AIt is correct — brain drain always reduces long-term growth in sending countries
BIt is incomplete — returning migrants, diaspora networks, and remittances may offset or exceed the losses
CIt is incorrect — emigration of educated workers has no measurable effect on sending country GDP
DIt is correct, but only when remittances constitute less than 5% of GDP
Brain drain is a real cost, but it is not the whole story. Migrants who return bring skills, networks, and capital. Diaspora communities generate trade and investment links. And remittances now exceed $600 billion annually — dwarfing official development aid — directly reducing poverty at the household level. The correct view is that migration's net effect on sending countries depends on migration rates, return patterns, remittance levels, and institutional capacity, not a simple subtraction of human capital.
Question 2 Multiple Choice
In the Harris-Todaro model, rural workers migrate to cities even when urban unemployment is high. What best explains this apparently irrational behavior?
AMigrants are uninformed about actual conditions in cities
BMigrants compare certain rural wages against expected urban wages — the urban wage weighted by the probability of finding employment
CMigrants value urban amenities enough to accept lower expected income
DThe model assumes migrants will eventually find employment regardless of current unemployment rates
Harris-Todaro is an expected-value model. A rational migrant compares what they earn for certain in agriculture against the wage they would earn in a formal urban job multiplied by the probability of actually getting one. If formal urban wages are high enough, this product can exceed rural wages even when urban unemployment is substantial. The decision is not irrational — it reflects a probabilistic bet on better prospects. The model's power is that it explains persistent rural-urban migration even when cities visibly cannot absorb all arrivals.
Question 3 True / False
Remittances are generally less valuable for development than official aid because they flow to households rather than public investment.
TTrue
FFalse
Answer: False
This gets the comparison backwards. Remittances flow directly to households, which does mean they bypass public investment — but this is both a limitation and an advantage. Unlike aid, remittances go directly to families who can spend or invest them according to their own priorities. They reduce poverty, fund education, and improve nutrition with minimal administrative overhead. The argument that household targeting makes them inferior assumes public investment is more efficient, which is contested. Globally, remittances exceed official aid by a large margin and have grown faster and more reliably.
Question 4 True / False
Whether rural-to-urban migration drives development or merely relocates poverty depends critically on the quality of urban institutions, not just on the volume of migrants.
TTrue
FFalse
Answer: True
This is the central institutional insight about internal migration. When cities have functioning land markets, accessible public services, infrastructure investment, and a path to formal employment, migrants become productive citizens and structural transformation occurs. When cities lack these — poor governance, inadequate housing, absent sanitation — migrants end up in informal settlements with underemployment and urban poverty. The migration flow itself is neutral; the urban context determines whether it is developmentally beneficial.
Question 5 Short Answer
Why does the selective nature of international migration create a tension for sending countries, even when total remittance flows are large?

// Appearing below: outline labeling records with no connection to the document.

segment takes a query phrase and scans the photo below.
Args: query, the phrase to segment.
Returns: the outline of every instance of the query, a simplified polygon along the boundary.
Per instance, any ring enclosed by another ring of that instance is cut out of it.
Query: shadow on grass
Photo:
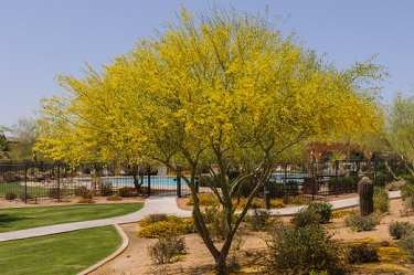
[[[10,228],[13,222],[29,220],[30,218],[15,216],[10,214],[0,214],[0,228]]]

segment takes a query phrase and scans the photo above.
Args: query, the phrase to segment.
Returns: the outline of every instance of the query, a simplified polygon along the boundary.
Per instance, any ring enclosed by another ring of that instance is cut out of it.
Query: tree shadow
[[[15,216],[12,214],[0,214],[0,228],[10,228],[11,223],[28,219],[30,218]]]

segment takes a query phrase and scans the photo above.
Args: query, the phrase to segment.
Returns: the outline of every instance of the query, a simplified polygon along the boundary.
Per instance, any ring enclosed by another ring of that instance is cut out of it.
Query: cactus
[[[361,215],[371,214],[374,211],[374,182],[363,177],[360,182],[358,182],[358,194],[360,197]]]

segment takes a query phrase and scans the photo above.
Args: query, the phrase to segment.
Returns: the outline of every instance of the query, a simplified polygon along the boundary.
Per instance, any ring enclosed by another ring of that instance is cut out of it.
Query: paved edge
[[[89,274],[91,272],[99,268],[104,264],[106,264],[109,261],[112,261],[115,257],[117,257],[119,254],[121,254],[128,247],[128,245],[129,245],[129,239],[128,239],[127,234],[125,234],[124,230],[118,224],[115,223],[114,226],[118,230],[119,235],[123,237],[123,244],[119,246],[119,248],[116,252],[114,252],[113,254],[110,254],[106,258],[102,260],[100,262],[94,264],[93,266],[88,267],[87,269],[78,273],[77,275],[87,275],[87,274]]]

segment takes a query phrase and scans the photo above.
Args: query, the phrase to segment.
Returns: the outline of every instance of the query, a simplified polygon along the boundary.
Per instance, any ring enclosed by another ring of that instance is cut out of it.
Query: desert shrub
[[[414,183],[414,174],[400,174],[400,178],[402,178],[405,182]]]
[[[306,205],[309,204],[309,201],[306,200],[302,195],[296,195],[293,199],[289,199],[288,203],[294,205]]]
[[[148,254],[156,264],[171,263],[174,257],[185,251],[184,237],[177,235],[161,237],[155,244],[148,245]]]
[[[270,212],[266,210],[255,209],[251,214],[251,230],[259,231],[263,230],[269,222]]]
[[[187,233],[197,233],[195,224],[194,224],[194,218],[190,216],[184,220],[184,226]]]
[[[93,198],[81,198],[77,203],[95,203],[96,201]]]
[[[224,240],[226,232],[224,223],[224,211],[221,211],[215,207],[205,208],[202,215],[206,223],[211,237],[215,241]]]
[[[15,182],[20,180],[20,177],[13,171],[7,171],[6,173],[3,173],[3,179],[7,182]]]
[[[414,197],[414,183],[406,182],[402,188],[401,188],[401,198],[405,200],[407,197]]]
[[[381,213],[390,211],[390,197],[383,188],[374,187],[373,202],[374,211],[380,211]]]
[[[232,248],[234,251],[240,251],[245,242],[246,242],[246,240],[244,240],[243,236],[236,234],[233,237]]]
[[[192,200],[192,198],[190,198],[185,202],[185,205],[194,205],[194,201]],[[199,205],[201,205],[201,207],[219,207],[220,201],[212,193],[199,194]]]
[[[112,182],[102,182],[99,184],[100,194],[103,197],[112,195],[114,193]]]
[[[286,204],[283,202],[283,200],[270,200],[270,208],[286,208]]]
[[[399,246],[407,254],[407,260],[414,263],[414,232],[403,234],[400,239]]]
[[[139,237],[164,237],[172,234],[182,235],[185,233],[185,226],[176,222],[159,221],[151,223],[138,231]]]
[[[280,225],[266,243],[270,250],[265,262],[266,274],[346,273],[342,246],[319,225],[296,229]]]
[[[84,186],[76,187],[74,190],[75,195],[77,197],[84,197],[84,193],[88,192],[87,188]]]
[[[352,211],[344,219],[344,225],[350,228],[352,231],[371,231],[379,223],[380,218],[372,213],[370,215],[361,215],[359,211]]]
[[[108,198],[106,198],[106,200],[108,200],[108,201],[121,201],[123,197],[119,197],[118,194],[112,194],[112,195],[108,195]]]
[[[319,213],[315,209],[311,209],[311,208],[300,209],[290,219],[290,222],[296,228],[304,228],[307,225],[319,224],[320,223],[319,221],[320,221]]]
[[[351,245],[347,253],[347,260],[350,264],[378,262],[378,248],[365,243]]]
[[[406,233],[414,233],[414,224],[410,222],[394,222],[389,225],[389,233],[392,237],[400,240]]]
[[[322,271],[322,272],[310,271],[309,275],[329,275],[329,274],[327,271]]]
[[[385,187],[386,183],[393,180],[393,176],[391,173],[379,173],[376,174],[375,184]]]
[[[63,188],[51,188],[47,195],[51,199],[61,199],[66,195],[66,190]]]
[[[397,191],[405,184],[404,180],[394,180],[385,184],[386,191]]]
[[[312,202],[308,205],[309,209],[314,209],[320,216],[320,223],[330,222],[332,219],[332,203],[323,202]]]
[[[346,193],[355,190],[357,182],[354,177],[338,177],[338,192]],[[337,191],[337,179],[335,177],[329,179],[328,187],[331,192]]]
[[[237,203],[237,200],[233,200],[233,205]],[[246,207],[246,203],[247,203],[247,199],[246,198],[242,198],[240,201],[238,201],[238,204],[237,204],[237,210],[243,210],[245,207]],[[254,198],[251,202],[251,205],[248,207],[248,209],[264,209],[266,208],[265,205],[265,202],[257,199],[257,198]]]
[[[134,187],[123,187],[119,188],[118,194],[123,198],[132,197],[135,194],[135,188]]]
[[[18,195],[14,192],[7,192],[6,193],[6,200],[8,201],[14,201]]]
[[[24,201],[24,192],[19,193],[19,199]],[[33,200],[33,195],[31,193],[25,193],[26,200]]]
[[[405,208],[413,211],[414,210],[414,195],[405,197],[403,203]]]
[[[138,222],[138,224],[142,228],[148,226],[152,223],[160,222],[160,221],[168,221],[168,214],[166,213],[153,213],[145,216],[142,220]]]
[[[351,213],[351,210],[337,210],[332,212],[332,219],[341,219]]]

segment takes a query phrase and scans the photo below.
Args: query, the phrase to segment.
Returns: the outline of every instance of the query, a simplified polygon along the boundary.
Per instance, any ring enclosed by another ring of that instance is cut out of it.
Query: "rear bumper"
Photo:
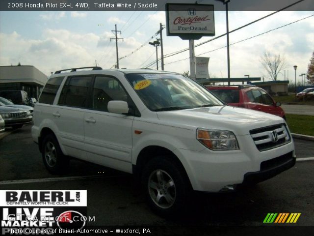
[[[32,118],[33,117],[30,116],[26,118],[4,119],[4,121],[5,122],[5,127],[10,127],[12,125],[15,125],[16,124],[28,124],[31,122]]]
[[[292,156],[292,152],[290,152],[269,161],[264,165],[262,162],[261,163],[260,171],[249,172],[244,175],[242,184],[254,184],[272,178],[294,166],[296,159]]]

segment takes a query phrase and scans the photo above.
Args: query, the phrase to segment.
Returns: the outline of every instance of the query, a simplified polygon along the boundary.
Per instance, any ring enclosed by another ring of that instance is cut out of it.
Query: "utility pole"
[[[160,34],[160,50],[161,51],[161,70],[163,70],[163,46],[162,44],[162,24],[161,23],[160,24],[159,33]]]
[[[114,39],[116,40],[116,50],[117,50],[117,69],[119,69],[119,56],[118,56],[118,40],[122,39],[123,41],[123,38],[118,38],[117,36],[117,32],[120,32],[120,34],[121,34],[121,31],[120,30],[117,30],[117,24],[114,25],[115,27],[115,30],[111,30],[112,32],[114,32],[116,34],[115,38],[110,38],[110,41],[111,41],[111,39]]]

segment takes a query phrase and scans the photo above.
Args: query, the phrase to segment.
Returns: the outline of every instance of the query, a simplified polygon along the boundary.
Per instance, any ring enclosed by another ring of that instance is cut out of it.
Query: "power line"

Think about your answer, then reveal below.
Model answer: Migration is not random — migrants tend to be younger, healthier, more educated, and more entrepreneurial than those who stay. This 'positive selection' means sending countries lose their most capable workers, who are also the most likely to generate innovation, entrepreneurship, and high productivity at home. Even if remittances are large in aggregate, they flow to households rather than rebuilding the human capital base that left. The tension is that the same people whose departure generates remittances are the people whose presence would most directly improve productive capacity in the sending economy.
This is the brain drain paradox. The development gain from remittances is real but operates through a different channel (household income) than the loss (human capital stock and growth potential). Countries like Nepal and Tajikistan with remittances above 20% of GDP simultaneously face severe shortages of skilled workers. Whether the exchange is net positive depends on whether migrants return, whether diaspora investment substitutes for local talent, and whether remittances fund human capital formation (education) in the next generation.